Public-private key encryption, which is how almost all traffic on the Internet is secured, relies on two encryption keys. The first key, a private one, is not shared with anyone; it is kept securely on the sender’s device. The second key, the public one, is composed from the private key, and this key is sent “in the clear,” meaning that anyone can intercept it and read it. Importantly, both keys are required to decrypt the message being sent.

In elliptic curve cryptography, each party agrees on a certain curve, and then each performs a random number of addition operations that start from the same point on the same curve. Each party then sends a number corresponding to the point they’ve arrived at to the other. These are the public keys. The other party then performs the same addition operations they used the first time on the new number they received.

Because elliptic curve groups are commutative, meaning that it doesn’t matter in what order addition is carried out, both parties will arrive at a number corresponding to the same final point on the curve, and this is the number that will be used to encrypt and decrypt the data.

Elliptic curve cryptography is a relative latecomer to the encryption game. The first suite of tools did not appear until 2004, far too late to become a standard for the Web but early enough to adopted by the inventors of Bitcoin, which launched in 2009.

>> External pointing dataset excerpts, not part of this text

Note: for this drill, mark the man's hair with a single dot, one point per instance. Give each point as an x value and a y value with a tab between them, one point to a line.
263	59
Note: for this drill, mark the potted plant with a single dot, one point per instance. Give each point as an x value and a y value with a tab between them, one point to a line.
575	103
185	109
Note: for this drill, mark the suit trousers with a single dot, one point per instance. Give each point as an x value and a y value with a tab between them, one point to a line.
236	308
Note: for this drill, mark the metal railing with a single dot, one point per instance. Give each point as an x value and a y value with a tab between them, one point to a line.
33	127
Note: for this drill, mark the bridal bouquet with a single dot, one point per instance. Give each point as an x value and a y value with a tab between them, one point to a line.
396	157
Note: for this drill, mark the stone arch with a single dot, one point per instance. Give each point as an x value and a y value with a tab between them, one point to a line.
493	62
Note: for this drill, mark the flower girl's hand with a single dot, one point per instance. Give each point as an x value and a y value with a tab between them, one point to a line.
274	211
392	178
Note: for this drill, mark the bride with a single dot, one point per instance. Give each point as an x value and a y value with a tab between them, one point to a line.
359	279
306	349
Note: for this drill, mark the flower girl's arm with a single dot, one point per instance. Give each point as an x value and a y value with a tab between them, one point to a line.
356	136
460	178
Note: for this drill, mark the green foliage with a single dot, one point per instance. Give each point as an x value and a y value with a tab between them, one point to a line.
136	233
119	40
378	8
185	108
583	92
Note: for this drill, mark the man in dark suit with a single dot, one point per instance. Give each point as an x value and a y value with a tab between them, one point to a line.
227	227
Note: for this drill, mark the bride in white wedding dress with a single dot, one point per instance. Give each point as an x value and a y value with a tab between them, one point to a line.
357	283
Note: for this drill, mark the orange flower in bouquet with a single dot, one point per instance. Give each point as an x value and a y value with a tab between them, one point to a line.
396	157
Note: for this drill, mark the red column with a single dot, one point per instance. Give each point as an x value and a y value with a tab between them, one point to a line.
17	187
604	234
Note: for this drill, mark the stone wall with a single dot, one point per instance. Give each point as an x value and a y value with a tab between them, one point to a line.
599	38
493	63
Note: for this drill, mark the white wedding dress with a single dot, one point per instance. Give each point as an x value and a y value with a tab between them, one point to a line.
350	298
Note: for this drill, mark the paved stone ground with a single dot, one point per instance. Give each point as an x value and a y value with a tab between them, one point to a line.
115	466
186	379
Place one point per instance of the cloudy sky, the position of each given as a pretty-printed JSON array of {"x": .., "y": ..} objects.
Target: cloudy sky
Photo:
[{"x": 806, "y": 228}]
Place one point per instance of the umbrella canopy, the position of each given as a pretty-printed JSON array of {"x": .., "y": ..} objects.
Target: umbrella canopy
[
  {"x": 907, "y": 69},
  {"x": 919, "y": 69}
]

Its status as the de facto standard for cryptocurrencies made people more familiar with it and more comfortable implementing it, although it still lags behind RSA encryption, the standard method in use today, by a wide margin.

Yet elliptic curve cryptography has distinct advantages over RSA cryptography: it provides stronger security per bit and is faster than RSA. An elliptic curve cryptographic key of just 256 bits is roughly as secure as a 3,072-bit RSA key and considerably more secure than the 2,048-bit keys that are commonly used. These shorter keys allow for faster page rendering for Web traffic, and there’s less processor load on the server side. Principles from elliptic curve cryptography are being used to try to develop cryptographic systems that are more quantum-resistant.

If trends continue, the mathematics behind the vanishing point discovered by Renaissance artists 600 years ago may turn out to be a fundamental part of Internet encryption in the future.